CANADA
Lot 17
CANADA – SIR JOHN MACDONALD
Sold for £25,200 (US$ 42,316) inc. premium
Auction Details
Lot Details
CANADA – SIR JOHN MACDONALD
Series of over twenty letters signed ("John Macdonald"), all but two autograph, to Alexander Morris MP ("My dear Morris"), originally his solicitor' clerk and afterwards Chief Justice at Fort Garry and Lieutenant-Governor of Manitoba; together with the Articles of Agreement signed by Macdonald, appointing Morris his clerk (10 November 1847); plus copies of outgoing letters to Macdonald extracted from Morris's sponge-paper copy book, carbon typescript copies, etc., over 50 pages, with traces of mounting where evidently extracted from an album, other minor damp-staining etc., mostly 8vo, Ottawa and elsewhere, one letter 1847, the remainder 1868-1889

Footnotes

  • A FINE SERIES OF LETTERS BY CANADA'S FIRST PRIME MINISTER, written with a good deal of frankness and characteristically bluff humour to a close associate. A letter of 24 July 1877, written while on holiday, well sets the tone of the whole: "Here am I with my belongings enjoying 'a sniff of the briny' and escaping from the turmoils & excitements of political pic nics. – and now I bethink me. I owe you a letter. Imperious I wish your term of office did not expire till Decr 1878. Your successor would then be a Conservative. As it is I hope you will serve out your term till the very last day. – I am not surprised at little Mills giving you trouble. He is a prig and a positive prig at that. – But the whole Ministry are a set of incapables. The Country has found that out and only waits for an opportunity to get rid of them. You could have no idea, unless an eye-witness, of the enthusiasm with which I am greeted every where, as the Exponent of Conservative principles and policy. The Country is spoiling for a fight. I think that you should seek a Constituency in Manitoba. As such you be a representative Man in Parliament. And your Constituents would not be very exigent as to your attendance... This would free you from the necessity of nightly sittings which are so destructive of health. And you could spend much of your time even during the session at Perth. if you represent a County in eastern Ontario they could keep you up to your Work – being so close to you – and besides after five years absence, you would be as it were at the foot of the ladder again, with many young or ambitious before you".

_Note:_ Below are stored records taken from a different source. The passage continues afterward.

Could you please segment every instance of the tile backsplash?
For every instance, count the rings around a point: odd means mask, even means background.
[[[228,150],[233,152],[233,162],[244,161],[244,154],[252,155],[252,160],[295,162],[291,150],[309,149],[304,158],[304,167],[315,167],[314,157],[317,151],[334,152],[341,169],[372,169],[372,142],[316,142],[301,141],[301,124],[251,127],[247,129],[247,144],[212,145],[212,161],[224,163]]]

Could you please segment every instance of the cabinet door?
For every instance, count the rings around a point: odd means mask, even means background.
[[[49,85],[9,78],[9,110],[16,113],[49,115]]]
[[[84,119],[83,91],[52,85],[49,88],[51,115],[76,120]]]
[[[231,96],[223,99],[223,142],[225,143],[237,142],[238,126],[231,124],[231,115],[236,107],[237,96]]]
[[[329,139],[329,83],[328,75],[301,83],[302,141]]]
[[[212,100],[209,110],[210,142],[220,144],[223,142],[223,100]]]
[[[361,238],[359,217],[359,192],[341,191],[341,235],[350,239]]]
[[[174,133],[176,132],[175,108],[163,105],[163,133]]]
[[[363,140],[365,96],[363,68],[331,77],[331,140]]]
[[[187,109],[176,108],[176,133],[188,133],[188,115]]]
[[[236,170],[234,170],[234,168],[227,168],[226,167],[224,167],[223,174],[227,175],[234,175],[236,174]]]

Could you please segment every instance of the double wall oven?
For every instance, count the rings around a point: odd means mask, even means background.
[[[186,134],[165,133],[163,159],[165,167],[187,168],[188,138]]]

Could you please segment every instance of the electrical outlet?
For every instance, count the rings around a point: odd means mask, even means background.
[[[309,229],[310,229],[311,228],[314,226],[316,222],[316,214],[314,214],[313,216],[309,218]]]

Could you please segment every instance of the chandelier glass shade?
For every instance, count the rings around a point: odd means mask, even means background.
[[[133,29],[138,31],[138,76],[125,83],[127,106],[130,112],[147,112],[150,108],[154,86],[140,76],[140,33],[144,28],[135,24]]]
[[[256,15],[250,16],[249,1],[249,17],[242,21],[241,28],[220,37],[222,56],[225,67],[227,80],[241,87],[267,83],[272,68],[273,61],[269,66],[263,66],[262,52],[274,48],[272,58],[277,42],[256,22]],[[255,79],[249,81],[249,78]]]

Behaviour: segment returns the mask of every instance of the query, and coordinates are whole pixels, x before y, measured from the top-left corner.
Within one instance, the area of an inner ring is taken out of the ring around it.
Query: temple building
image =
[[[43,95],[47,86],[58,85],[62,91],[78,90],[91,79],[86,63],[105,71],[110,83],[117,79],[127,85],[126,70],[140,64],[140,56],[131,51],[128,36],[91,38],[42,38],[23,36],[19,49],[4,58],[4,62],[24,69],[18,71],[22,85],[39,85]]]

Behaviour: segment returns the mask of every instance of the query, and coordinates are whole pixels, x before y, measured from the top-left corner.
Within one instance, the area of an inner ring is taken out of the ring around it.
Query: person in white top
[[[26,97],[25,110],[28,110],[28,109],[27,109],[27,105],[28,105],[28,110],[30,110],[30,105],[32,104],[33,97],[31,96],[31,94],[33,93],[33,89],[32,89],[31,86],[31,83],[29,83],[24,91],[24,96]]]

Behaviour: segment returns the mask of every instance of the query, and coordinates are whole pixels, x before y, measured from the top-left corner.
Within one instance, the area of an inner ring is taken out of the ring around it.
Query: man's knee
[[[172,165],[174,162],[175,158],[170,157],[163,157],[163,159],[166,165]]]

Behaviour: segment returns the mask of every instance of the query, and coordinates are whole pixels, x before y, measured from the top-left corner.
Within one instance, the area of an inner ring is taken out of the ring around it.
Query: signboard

    In the earliest letter of the series, written in 1847, Macdonald ponders on his future career and reveals the esteem, even then, in which Morris was held: "Appealed to, as I have been by you, and with the assurance that you will remain in the Council, I have after some hesitation, made up my mind to answer in the affirmative, and to accept the office of Receiver General, if offered to me...Many questions of more real importance may arise, but none which operates so strongly on the principles or rather prejudices of the public, and if the Conservatives hope to retain power they must settle it before the General Election – There seems to be a general desire among Conservatives to forget all minor points of difference and present a united front to the Common Enemy". Other letters similarly range over the whole spectrum of political issues, such as the sensibilities of French Canadians ("...I go to Toronto in the morning to convince the noblesse there that His Excellency WP Howlant is descended from Charlemagne..."), the importance of keeping up appearances ("...I have had a talk with Archbishop Taché and find that although he grumbles a good deal there is nothing in his complaints. He makes one point however in which I think there is a good deal. He says that the matter of the apportionment of land among the Half-breeds has been left to Urquhart who does not speak a word of French. He makes this a great grievance. He thinks the appointment the more objectionable as Urquhart is known to have been the correspondent of the Mail. It was an act of great indiscretion on Urquhart's part to let it be known that he wrote for any Newspapers. The fact of his allowing it to be known destroys his usefulness very much. Cannot you cure this in some way?...") and religious bigotry ("...The Jesuit body is no more a body of 'foreign Ecclesiastics', than are The Sulpicians or Les Peres Oblats, or any other Monkish Order. Our friend J.E. Henry MP has two or three brothers Jesuit Priests all Canadians & Conservatives. The Son of the late Judge LJ Drummond my old Colleague is a Jesuit Priest at St Boniface and a Clever fellow he is. Stoneyhurst & Oscott in England are Jesuit Colleges where the English Aristocracy are Educated – without danger of the Supremacy of the Crown or to the Protestant religions. If we go on the US. we will find Jesuit Monks & Colleges in every State without Objection. It is only in Ontario that this mare's nest is to be found...").